La planta se lee en dos bloques. El delantero servía al control del pueblo y al servicio diario de la guarnición, con cuerpos de guardia, almacenes y cárceles; el trasero, unido al primero por un patio amplio, albergaba las salas de aparato y las habitaciones de los señores. Al pie de los muros también merece una mirada la roca: el castillo se asienta sobre el flysch de Ventimiglia, y la pared expuesta muestra gruesos bancos de arenisca alternados con turbiditas, donde la secuencia de Bouma se distingue a simple vista.
La visita
Se sube a pie desde el casco viejo, por las callejas escalonadas que arrancan del puente medieval sobre el Nervia: diez minutos de peldaños y piedra pulida, mejor con calzado cómodo. El castillo pertenece al ayuntamiento desde 1942 y se visita con entrada; los horarios cambian entre verano e invierno, conviene comprobarlos antes de ir.
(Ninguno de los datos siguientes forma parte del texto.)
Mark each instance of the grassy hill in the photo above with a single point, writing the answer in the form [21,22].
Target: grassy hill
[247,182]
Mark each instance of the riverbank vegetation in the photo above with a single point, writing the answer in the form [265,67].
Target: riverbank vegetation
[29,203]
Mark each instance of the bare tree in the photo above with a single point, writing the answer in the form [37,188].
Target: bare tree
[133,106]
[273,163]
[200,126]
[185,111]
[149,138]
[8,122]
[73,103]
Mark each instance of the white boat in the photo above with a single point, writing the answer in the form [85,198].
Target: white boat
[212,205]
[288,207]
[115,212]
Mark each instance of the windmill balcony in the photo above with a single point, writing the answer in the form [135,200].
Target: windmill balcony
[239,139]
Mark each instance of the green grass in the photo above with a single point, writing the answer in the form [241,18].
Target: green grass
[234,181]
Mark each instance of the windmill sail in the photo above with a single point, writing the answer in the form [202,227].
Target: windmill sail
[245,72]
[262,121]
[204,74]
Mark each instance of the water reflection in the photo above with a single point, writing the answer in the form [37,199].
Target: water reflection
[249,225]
No esperen salas amuebladas: son ruinas consolidadas, y lo que cuenta es la estructura y la vista sobre el valle.
El consejo de la redacción
Subimos a última hora de la tarde, cuando la luz rasante entra por las ventanas de las torres y los tejados de abajo se encienden de color. Luego bajamos por el lado opuesto y cruzamos el puente de lomo de asno: es el encuadre que Monet pintó en 1884, con el castillo justo encima.